Michael MacKay, Radio Lemberg, 04.11.2017
Number 1 on the list of corrupt foreign officials sanctioned by Canada is the President of Venezuela, Nicolás Maduro. Good. Now it is time for Canada to sanction the world’s most corrupt foreign official and worst violator of human rights, the President of Russia and invader of Europe in Ukraine, Vladimir Putin. In the name of humanity: stop Putin.
On November 3, Canada brought in regulations under the “Justice for Victims of Corrupt Foreign Officials Act (Sergei Magnitsky Law).” These are sanctions imposed on individuals who have committed grave violations of human rights. The sanctions consist of a seizure of assets in Canada, a ban on travel to Canada, and a proscription on doing business with any Canadian citizen or legal entity. Canada’s foreign ministry listed 52 individuals, 30 of whom are Russians. The Russians were involved in the persecution, incarceration, torture, and murder of Sergei Magnitsky – a man who had tried to alert the Russian government to a large scale theft from state funds. In sanctioning these 30 Russians, Canada is harmonizing its regulations with the United States, which has had a Magnitsky law for almost five years.
The most prominent corrupt foreign official named in the Canadian regulations is Dmitry Klyuev.
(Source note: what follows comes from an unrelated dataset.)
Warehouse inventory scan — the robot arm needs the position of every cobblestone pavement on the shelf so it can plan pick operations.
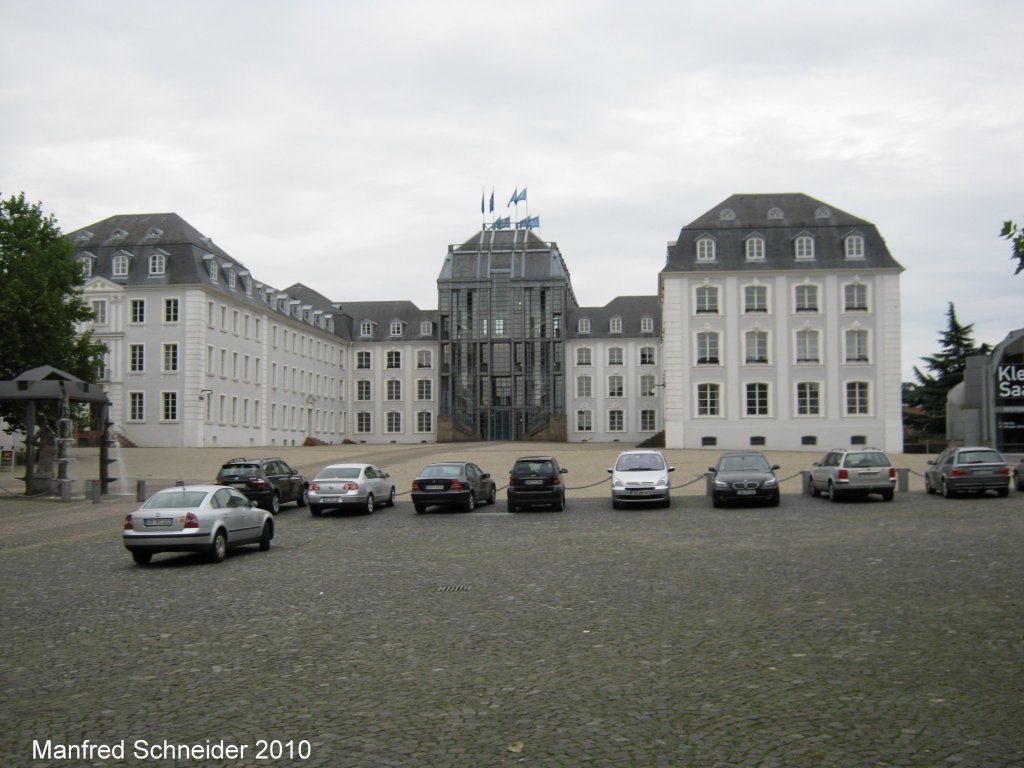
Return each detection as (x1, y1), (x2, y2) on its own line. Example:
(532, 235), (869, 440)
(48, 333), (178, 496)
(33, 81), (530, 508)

Klyuev is the beneficial owner of Universal Savings Bank and a crime lord who engages in money laundering through London and Cyprus. He may have stolen assets in Canada. Klyuev raided Hermitage Capital, and used the stolen money in a tax fraud amounting to at least $230 million. Hermitage Capital was the investment firm run by Bill Browder, which employed Sergei Magnitsky. Bill Browder has spearheaded efforts to enact Magnitsky law sanctions, and so far he’s been successful in the United States, Britain, Estonia, and Canada. He’s now active to get the European Union to “put its money where its mouth is” on fighting corruption and human rights abuses. Dmitry Klyuev is the mastermind of the massive fraud committed by the Russian crime syndicate, and is the corrupt Russian official most directly responsible for the death in custody of Sergei Magnitsky on 16 November 2009.
Another corrupt official named in the Canadian regulations is Aleksey Anichin, who organized the arrest and detention of Sergei Magnitsky. Anichin persecuted Magnitsky with baseless criminal charges. Victor Grin led the effort to absolve all Russian officials of any wrong-doing in the death of Magnitsky. Alexander Bastrykin is the former Chairman of the Investigative Committee of the Prosecutor General's Office of the Russian Federation. A close confidant of Putin and member of the “siloviki,” Bastrykin has recently made statements that he favours rolling back all civil liberties in Russia, saying that Russia should have tight Internet censorship and eliminate what he calls "fake democracy.”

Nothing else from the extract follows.